Car se rendre à son travail à vélo est toujours compliqué, même à Strasbourg. La non-possession d’un vélo, les problèmes de santé, l’âge et le sentiment d’insécurité arrivent en tête des raisons qui poussent les Strasbourgeois à délaisser ce mode de transport, selon une enquête réalisée par l’Eurométropole fin 2015. Ainsi Julianne (le prénom a été modifié), employée au Maillon, a bien essayé mais l’expérience l’a refroidie :

« C’était l’hiver, je suis tombée malade et ma voix a changé pendant plusieurs semaines. Et j’avais parfois l’impression de sentir la transpiration. En plus, je mets 10 minutes pour aller au travail en voiture et deux fois plus en vélo. »

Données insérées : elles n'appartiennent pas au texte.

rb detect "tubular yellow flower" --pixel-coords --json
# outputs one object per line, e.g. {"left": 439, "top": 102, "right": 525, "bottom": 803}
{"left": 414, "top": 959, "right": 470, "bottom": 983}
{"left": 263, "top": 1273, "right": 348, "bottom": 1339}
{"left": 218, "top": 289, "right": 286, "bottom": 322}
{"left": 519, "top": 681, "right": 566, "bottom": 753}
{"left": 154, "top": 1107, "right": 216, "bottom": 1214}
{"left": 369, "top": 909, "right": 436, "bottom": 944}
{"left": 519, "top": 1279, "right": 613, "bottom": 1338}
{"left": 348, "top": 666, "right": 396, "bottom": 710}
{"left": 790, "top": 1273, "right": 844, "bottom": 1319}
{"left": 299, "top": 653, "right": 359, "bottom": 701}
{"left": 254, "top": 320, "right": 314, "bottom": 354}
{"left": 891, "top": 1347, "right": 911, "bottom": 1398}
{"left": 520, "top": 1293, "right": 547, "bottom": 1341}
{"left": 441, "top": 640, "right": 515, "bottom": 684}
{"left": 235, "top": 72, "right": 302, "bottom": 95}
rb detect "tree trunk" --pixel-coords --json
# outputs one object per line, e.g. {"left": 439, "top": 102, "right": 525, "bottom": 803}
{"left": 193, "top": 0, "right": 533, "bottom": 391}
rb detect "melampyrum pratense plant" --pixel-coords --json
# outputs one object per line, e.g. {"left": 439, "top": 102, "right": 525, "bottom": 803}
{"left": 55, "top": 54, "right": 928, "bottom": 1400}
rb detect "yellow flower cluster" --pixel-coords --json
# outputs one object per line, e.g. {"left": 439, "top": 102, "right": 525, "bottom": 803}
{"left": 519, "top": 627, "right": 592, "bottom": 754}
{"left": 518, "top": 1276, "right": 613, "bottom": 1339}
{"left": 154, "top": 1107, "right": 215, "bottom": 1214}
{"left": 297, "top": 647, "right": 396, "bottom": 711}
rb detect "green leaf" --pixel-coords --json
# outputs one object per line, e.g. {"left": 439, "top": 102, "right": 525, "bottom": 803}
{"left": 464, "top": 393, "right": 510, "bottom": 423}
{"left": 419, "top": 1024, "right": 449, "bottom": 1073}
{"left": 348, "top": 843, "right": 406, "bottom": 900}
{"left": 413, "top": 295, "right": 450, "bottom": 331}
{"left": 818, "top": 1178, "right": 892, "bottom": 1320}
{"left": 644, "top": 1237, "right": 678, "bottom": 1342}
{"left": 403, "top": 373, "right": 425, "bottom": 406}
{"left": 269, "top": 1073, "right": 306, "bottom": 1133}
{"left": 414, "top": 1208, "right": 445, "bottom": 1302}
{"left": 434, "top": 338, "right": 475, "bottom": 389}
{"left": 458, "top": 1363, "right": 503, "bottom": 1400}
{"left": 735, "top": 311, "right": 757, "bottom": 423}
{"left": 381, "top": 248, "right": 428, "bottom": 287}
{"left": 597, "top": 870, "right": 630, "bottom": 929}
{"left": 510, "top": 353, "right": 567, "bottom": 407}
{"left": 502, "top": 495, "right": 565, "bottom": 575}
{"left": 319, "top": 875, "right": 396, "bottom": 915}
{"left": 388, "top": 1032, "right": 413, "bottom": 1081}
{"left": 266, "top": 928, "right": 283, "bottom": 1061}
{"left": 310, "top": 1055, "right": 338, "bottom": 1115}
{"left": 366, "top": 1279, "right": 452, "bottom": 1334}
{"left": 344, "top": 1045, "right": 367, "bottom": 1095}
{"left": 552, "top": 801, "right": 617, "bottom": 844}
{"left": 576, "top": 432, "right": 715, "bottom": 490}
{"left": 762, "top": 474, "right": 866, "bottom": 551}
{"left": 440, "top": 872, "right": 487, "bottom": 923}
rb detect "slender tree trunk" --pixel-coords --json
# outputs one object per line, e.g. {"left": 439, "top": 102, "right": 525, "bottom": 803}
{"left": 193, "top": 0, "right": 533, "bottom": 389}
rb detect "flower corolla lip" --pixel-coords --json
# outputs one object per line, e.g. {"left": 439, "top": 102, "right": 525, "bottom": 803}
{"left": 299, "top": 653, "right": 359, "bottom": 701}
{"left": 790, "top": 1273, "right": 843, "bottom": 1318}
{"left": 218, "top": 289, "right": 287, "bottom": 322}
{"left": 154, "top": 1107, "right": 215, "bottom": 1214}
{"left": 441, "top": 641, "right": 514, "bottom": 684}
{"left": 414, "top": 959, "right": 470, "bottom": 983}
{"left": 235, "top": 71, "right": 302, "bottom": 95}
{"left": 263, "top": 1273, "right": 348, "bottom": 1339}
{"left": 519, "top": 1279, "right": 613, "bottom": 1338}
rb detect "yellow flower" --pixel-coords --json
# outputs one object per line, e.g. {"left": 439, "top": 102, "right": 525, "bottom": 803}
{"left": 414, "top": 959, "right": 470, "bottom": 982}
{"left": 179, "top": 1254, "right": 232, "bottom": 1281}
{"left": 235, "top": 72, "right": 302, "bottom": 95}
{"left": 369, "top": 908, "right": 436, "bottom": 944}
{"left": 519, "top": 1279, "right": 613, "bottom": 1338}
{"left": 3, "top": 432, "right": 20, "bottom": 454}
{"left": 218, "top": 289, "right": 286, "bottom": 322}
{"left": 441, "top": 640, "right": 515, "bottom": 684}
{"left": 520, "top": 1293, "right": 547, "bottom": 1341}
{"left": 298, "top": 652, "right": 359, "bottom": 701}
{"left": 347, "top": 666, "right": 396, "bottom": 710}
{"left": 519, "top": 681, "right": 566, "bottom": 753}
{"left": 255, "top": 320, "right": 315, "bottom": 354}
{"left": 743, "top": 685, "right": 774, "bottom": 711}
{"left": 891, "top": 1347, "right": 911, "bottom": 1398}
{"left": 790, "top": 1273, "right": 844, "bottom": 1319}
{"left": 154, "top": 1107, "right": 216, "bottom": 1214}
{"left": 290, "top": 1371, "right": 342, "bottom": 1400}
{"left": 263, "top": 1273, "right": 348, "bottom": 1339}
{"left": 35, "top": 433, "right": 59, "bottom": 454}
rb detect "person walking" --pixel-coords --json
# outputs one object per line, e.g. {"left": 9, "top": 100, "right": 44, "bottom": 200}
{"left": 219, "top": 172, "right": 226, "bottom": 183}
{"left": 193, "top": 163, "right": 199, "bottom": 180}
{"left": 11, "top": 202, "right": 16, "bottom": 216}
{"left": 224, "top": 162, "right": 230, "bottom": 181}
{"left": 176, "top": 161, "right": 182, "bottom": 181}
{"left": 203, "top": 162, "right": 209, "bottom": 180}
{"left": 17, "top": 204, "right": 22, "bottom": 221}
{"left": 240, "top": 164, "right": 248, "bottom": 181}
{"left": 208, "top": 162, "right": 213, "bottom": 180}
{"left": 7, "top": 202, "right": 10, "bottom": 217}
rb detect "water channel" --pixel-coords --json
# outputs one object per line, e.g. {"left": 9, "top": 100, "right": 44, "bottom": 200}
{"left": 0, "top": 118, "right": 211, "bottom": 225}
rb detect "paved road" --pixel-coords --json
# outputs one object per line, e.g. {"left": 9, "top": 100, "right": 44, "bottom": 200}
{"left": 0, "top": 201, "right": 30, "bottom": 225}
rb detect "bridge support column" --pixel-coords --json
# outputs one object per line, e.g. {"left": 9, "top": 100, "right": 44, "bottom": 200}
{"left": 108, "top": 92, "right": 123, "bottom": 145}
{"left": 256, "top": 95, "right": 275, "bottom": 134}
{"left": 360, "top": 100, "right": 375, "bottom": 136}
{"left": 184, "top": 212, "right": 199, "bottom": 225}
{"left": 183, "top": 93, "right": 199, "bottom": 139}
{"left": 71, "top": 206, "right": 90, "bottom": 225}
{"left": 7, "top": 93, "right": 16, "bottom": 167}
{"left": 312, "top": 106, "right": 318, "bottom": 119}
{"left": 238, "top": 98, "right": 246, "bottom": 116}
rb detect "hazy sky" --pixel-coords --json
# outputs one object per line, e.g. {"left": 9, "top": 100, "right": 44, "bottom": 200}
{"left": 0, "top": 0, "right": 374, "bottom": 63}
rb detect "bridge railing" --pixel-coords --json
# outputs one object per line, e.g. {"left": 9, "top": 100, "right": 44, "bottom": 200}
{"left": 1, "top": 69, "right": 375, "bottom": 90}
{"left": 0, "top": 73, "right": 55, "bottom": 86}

En outre, Julianne utilise un vélo en mauvais état mais ne veut pas le remplacer, par crainte de se faire voler son nouveau vélo, un autre problème récurrent à Strasbourg.

Le challenge Au Boulot à Vélo prendra fin le 2 juillet. (Photo François Schnell / Flickr / cc)

Autre exemple au centre d’initiative à la nature et à l’environnement (CINE) de Bussière, au nord de la Robertsau. Ici, la majorité des 8 salariés prennent quotidiennement le vélo mais la directrice, Elisabeth Kulus reconnaît que ce mode de transport n’est pas toujours adapté à la vie de famille :

« Quand il faut déposer les enfants chez la nounou ce n’est pas évident, surtout pour quelqu’un qui, en plus, vient de loin. »

De plus, certaines voies de l’Eurométropole ne sont pas adaptées à la circulation des vélos, comme le reconnaît l’adjoint au maire de Strasbourg en charge des mobilités alternatives, Jean-Baptiste Gernet (PS) :

« Sur le boulevard autour de la gare par exemple, les aménagements en faveur des cyclistes se font attendre. Or, quand les cyclistes ne se sentent pas en sécurité sur la voie, ils montent sur les trottoirs, ce qui crée des problèmes de cohabitation avec les piétons. »

Des incitations aux entreprises très faibles

Du côté des employeurs, les entreprises peuvent inciter leurs salariés à pédaler, par exemple en proposant à leurs salariés l’indemnité kilométrique vélo (IKV). Une manne de… 0,25€ par kilomètre sur les trajets domicile-lieu de travail. Le dispositif a été mis en place en août 2015 mais les exonérations pour l’entreprise sont limitées à… 200€ par an. Et dans le secteur public, seuls certains fonctionnaires peuvent en bénéficier à ce jour.

La société Clic et Site, située à Oberschaeffolsheim, a acheté quatre vélo électriques pour ses 8 salariés, pour un montant total de 8 000€. Régis Bacher, son fondateur, vante notamment le caractère anti-stress du vélo qui permet d’éviter les bouchons mais reconnaît qu’il n’est pas possible de l’utiliser systématiquement :

« Certains salariés doivent parfois aller en rendez-vous en voiture dans la journée, ils doivent alors venir avec dès le matin. De plus, nous sommes dans la campagne et il n’y a pas d’éclairage la nuit, il faut alors être particulièrement bien équipé en vélo : lumières, vestes réfléchissantes, etc. »

Elisabeth Kulus, elle aussi excentrée, compte sur le tramway pour résoudre ce problème :

« Nous sommes à 2,5 km du tram, le vélo peut être un complément pour parcourir le chemin jusqu’à celui-ci. »

Les héros du vélo 2017… mais quid des quidams alors ? (capture d’écran)

« La voiture, toujours plus pratique »

Mais dans ce cas, il faut gérer une complication de taille : l’interdiction des vélos dans le tram de 7 à 9h puis de 17 à 19h, juste aux horaires où la majorité des gens se rendent et rentrent de leur travail. Les plus motivés ont trouvé une parade : l’emport d’un vélo pliant est permis dans le tram, même aux heures de pointe, mais ces modèles sont souvent beaucoup plus chers.

Des freins que reconnaît Fabien Masson, directeur de CADR67, organisateur du challenge, mais qui n’expliquent pas les limites de la pratique du vélo :

« Il faut être clair, la pratique du vélo, c’est une question de volonté. Les entreprises pourraient faire beaucoup plus pour faciliter l’usage du vélo à leurs salariés, mais elles ne sont pas sollicitées ou ne sont pas à l’écoute de ceux-ci. Et d’ailleurs, même nous au CADR67, nous ne sommes que rarement sollicités par les entreprises pour réfléchir à des solutions pour les cyclistes. « 

Cette année, CADR67 a eu l’idée d’inclure les vélos-cargos dans le challenge, les kilomètres parcourus à l’aide d’un de ces vélos comptent double. À la municipalité d’Illkirch-Graffenstaden, un vélo de ce type est testé par les agents, par exemple pour déplacer du petit matériel en remplacement d’un véhicule. Selon Richard Hamm, adjoint au maire à l’écologie, la Ville pourrait se porter acquéreur de vélos-cargo « si l’expérience est concluante ».